When U.S. banks JPMorgan and Merrill Lynch were hired to handle Kirin Holdings' purchase of a local drugs firm, it was a slap in the face for Japanese banks used to winning most domestic takeovers.

Japanese investment bankers had assumed local financial advisers, such as Mitsubishi UFJ Securities or Mizuho Securities, which are affiliates of the companies' main banks, or Nomura Securities, Japan's leading brokerage, would handle the $2.6 billion all-Japanese deal.

But Kirin's hiring of JPMorgan and bid target Kyowa Hakko Kogyo Co's choice of Merrill added to a sense of a shift in the balance of power, with the door opening wider for Western investment banks to profit from expected steady growth in Japanese mergers and acquisitions.

The mood within the company has gone slack, a Mizuho executive told Reuters. We can't believe this deal went to a foreign firm.

Japanese firms seem more willing now to break with the keiretsu groups that have bound corporate Japan since World War Two.

The era of choosing Mitsubishi UFJ just because we're in the Mitsubishi group is over, said a Kirin executive. Next time it might be Goldman or it might be Merrill. We have no intention of centering everything around Nomura or anyone for that matter. There's no logic to such thinking.
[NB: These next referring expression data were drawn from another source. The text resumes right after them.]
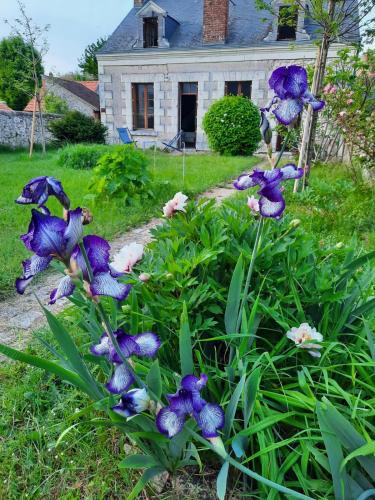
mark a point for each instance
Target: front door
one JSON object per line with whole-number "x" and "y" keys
{"x": 188, "y": 113}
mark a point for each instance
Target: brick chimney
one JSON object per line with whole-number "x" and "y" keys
{"x": 215, "y": 21}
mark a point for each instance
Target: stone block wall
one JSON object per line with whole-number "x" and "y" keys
{"x": 73, "y": 101}
{"x": 167, "y": 72}
{"x": 15, "y": 128}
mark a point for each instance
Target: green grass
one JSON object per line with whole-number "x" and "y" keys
{"x": 111, "y": 218}
{"x": 35, "y": 408}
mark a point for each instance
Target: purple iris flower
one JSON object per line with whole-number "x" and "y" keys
{"x": 145, "y": 344}
{"x": 104, "y": 281}
{"x": 292, "y": 93}
{"x": 265, "y": 128}
{"x": 50, "y": 237}
{"x": 39, "y": 189}
{"x": 271, "y": 202}
{"x": 187, "y": 401}
{"x": 132, "y": 403}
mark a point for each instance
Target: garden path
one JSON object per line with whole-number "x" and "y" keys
{"x": 21, "y": 315}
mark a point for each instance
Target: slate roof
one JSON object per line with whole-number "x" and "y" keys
{"x": 4, "y": 106}
{"x": 246, "y": 27}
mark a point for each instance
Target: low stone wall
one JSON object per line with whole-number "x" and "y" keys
{"x": 15, "y": 128}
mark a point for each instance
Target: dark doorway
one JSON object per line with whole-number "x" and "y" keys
{"x": 188, "y": 113}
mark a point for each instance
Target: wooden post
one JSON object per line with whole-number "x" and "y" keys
{"x": 32, "y": 133}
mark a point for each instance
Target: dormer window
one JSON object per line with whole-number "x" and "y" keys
{"x": 150, "y": 32}
{"x": 287, "y": 23}
{"x": 155, "y": 26}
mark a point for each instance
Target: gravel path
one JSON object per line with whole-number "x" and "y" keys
{"x": 21, "y": 315}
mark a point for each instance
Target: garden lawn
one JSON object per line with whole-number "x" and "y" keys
{"x": 35, "y": 408}
{"x": 111, "y": 217}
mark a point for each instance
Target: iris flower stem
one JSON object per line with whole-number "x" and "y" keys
{"x": 248, "y": 472}
{"x": 107, "y": 323}
{"x": 283, "y": 147}
{"x": 250, "y": 272}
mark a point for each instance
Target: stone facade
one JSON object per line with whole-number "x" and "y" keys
{"x": 15, "y": 128}
{"x": 210, "y": 68}
{"x": 74, "y": 102}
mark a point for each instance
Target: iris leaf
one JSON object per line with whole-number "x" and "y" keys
{"x": 186, "y": 352}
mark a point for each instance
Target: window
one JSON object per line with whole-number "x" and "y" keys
{"x": 287, "y": 23}
{"x": 150, "y": 32}
{"x": 238, "y": 88}
{"x": 143, "y": 105}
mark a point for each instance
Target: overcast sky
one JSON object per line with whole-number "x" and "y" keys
{"x": 74, "y": 24}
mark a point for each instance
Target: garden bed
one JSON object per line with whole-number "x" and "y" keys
{"x": 43, "y": 460}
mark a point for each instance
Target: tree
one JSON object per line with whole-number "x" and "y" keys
{"x": 33, "y": 36}
{"x": 16, "y": 83}
{"x": 88, "y": 63}
{"x": 336, "y": 21}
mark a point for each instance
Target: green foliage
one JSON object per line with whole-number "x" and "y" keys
{"x": 123, "y": 172}
{"x": 16, "y": 82}
{"x": 232, "y": 126}
{"x": 88, "y": 62}
{"x": 75, "y": 127}
{"x": 54, "y": 104}
{"x": 112, "y": 217}
{"x": 81, "y": 156}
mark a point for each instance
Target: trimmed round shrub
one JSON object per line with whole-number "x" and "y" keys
{"x": 232, "y": 126}
{"x": 75, "y": 127}
{"x": 81, "y": 156}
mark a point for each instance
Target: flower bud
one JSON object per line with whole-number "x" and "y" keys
{"x": 87, "y": 217}
{"x": 295, "y": 222}
{"x": 144, "y": 277}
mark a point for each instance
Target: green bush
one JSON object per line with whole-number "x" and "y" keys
{"x": 54, "y": 104}
{"x": 75, "y": 127}
{"x": 122, "y": 172}
{"x": 287, "y": 414}
{"x": 232, "y": 126}
{"x": 81, "y": 156}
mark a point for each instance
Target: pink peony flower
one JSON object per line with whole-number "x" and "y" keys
{"x": 127, "y": 257}
{"x": 306, "y": 337}
{"x": 144, "y": 277}
{"x": 253, "y": 204}
{"x": 176, "y": 204}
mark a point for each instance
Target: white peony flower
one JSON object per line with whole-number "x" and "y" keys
{"x": 306, "y": 337}
{"x": 176, "y": 204}
{"x": 127, "y": 257}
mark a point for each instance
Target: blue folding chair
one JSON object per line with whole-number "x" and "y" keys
{"x": 125, "y": 136}
{"x": 174, "y": 144}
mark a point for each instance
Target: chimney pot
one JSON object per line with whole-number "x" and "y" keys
{"x": 215, "y": 21}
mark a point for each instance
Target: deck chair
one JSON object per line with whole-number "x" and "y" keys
{"x": 175, "y": 143}
{"x": 126, "y": 136}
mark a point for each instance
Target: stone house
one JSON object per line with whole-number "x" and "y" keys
{"x": 79, "y": 95}
{"x": 169, "y": 60}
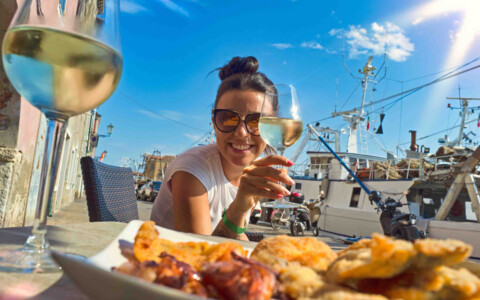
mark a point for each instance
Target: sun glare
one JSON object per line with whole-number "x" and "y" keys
{"x": 468, "y": 30}
{"x": 462, "y": 38}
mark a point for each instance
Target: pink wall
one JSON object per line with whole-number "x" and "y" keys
{"x": 28, "y": 128}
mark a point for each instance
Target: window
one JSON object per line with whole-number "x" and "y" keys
{"x": 355, "y": 197}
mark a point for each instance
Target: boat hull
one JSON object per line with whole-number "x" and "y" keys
{"x": 340, "y": 215}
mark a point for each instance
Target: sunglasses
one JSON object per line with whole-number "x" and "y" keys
{"x": 227, "y": 120}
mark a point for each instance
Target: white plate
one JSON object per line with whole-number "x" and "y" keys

Merrill and JP Morgan both have strong track records in the drug industry, and that was key to their grabbing the Kirin deal.

According to the Kirin executive, JP Morgan started wooing Kirin several years ago and won the business with a clear explanation of the merits and risks of the deal, and a viable plan for survival as the global drug industry consolidates.

The content of their proposal was solid, the executive said. They really did a nice job.

CHANGING TIMES

But, despite the hand-wringing, cases like Kirin's are rare.

Only 77 of nearly 15,000 all-Japanese M&A deals since 1999 were managed on both sides by foreign advisers, according to research firm Dealogic.

All-Japanese M&A deals have doubled in the past five years, and more growth is forecast as companies look to consolidate in a mature market or diversify in search of growth.

Western bankers keen to muscle in on that business have traditionally had to outmaneuver local banks that had an edge because of long-standing alliances with companies in the same keiretsu group.

But those keiretsu ties have weakened as banks have run down stakes they held in their customers, and as shareholders have increased the pressure on companies to use their capital more efficiently.

Finally, companies are making the decision on what financial adviser to use with a blank slate and with no regard to any perceived obligations to group firms, said Nobuo Sayama, managing partner of M&A advisory firm GCA Holdings Corp.

Kirin's ties with Mitsubishi date back to 1885 when the president of Mitsubishi group invested in Kirin's predecessor. A Mitsubishi UFJ Financial unit is Kirin's main bank and major shareholder, normally enough to put it ahead in the race for M&A advisory business.

Mitsubishi UFJ Securities has also helped Kirin map out a diversification strategy as Japan's beer market goes flat, and last year advised it on buying wine maker Mercian Corp.

Nomura Securities has been Kyowa Hakko's main broker for a decade, and Kyowa Hakko has ties with Mizuho Securities.

Earlier this year, Merrill advised Tanabe Seiyaku Co on its merger with Mitsubishi Pharma to create Mitsubishi Tanabe Pharma Corp and helped Daiichi Pharmaceutical merge with Sankyo to form Daiichi Sankyo Co in 2005.

JP Morgan advised Dainippon Pharmaceutical on its 2005 merger with Sumitomo Pharmaceuticals to form Dainippon Sumitomo Pharma, and Chugai Pharmaceutical when it became a unit of Roche Holding in 2002.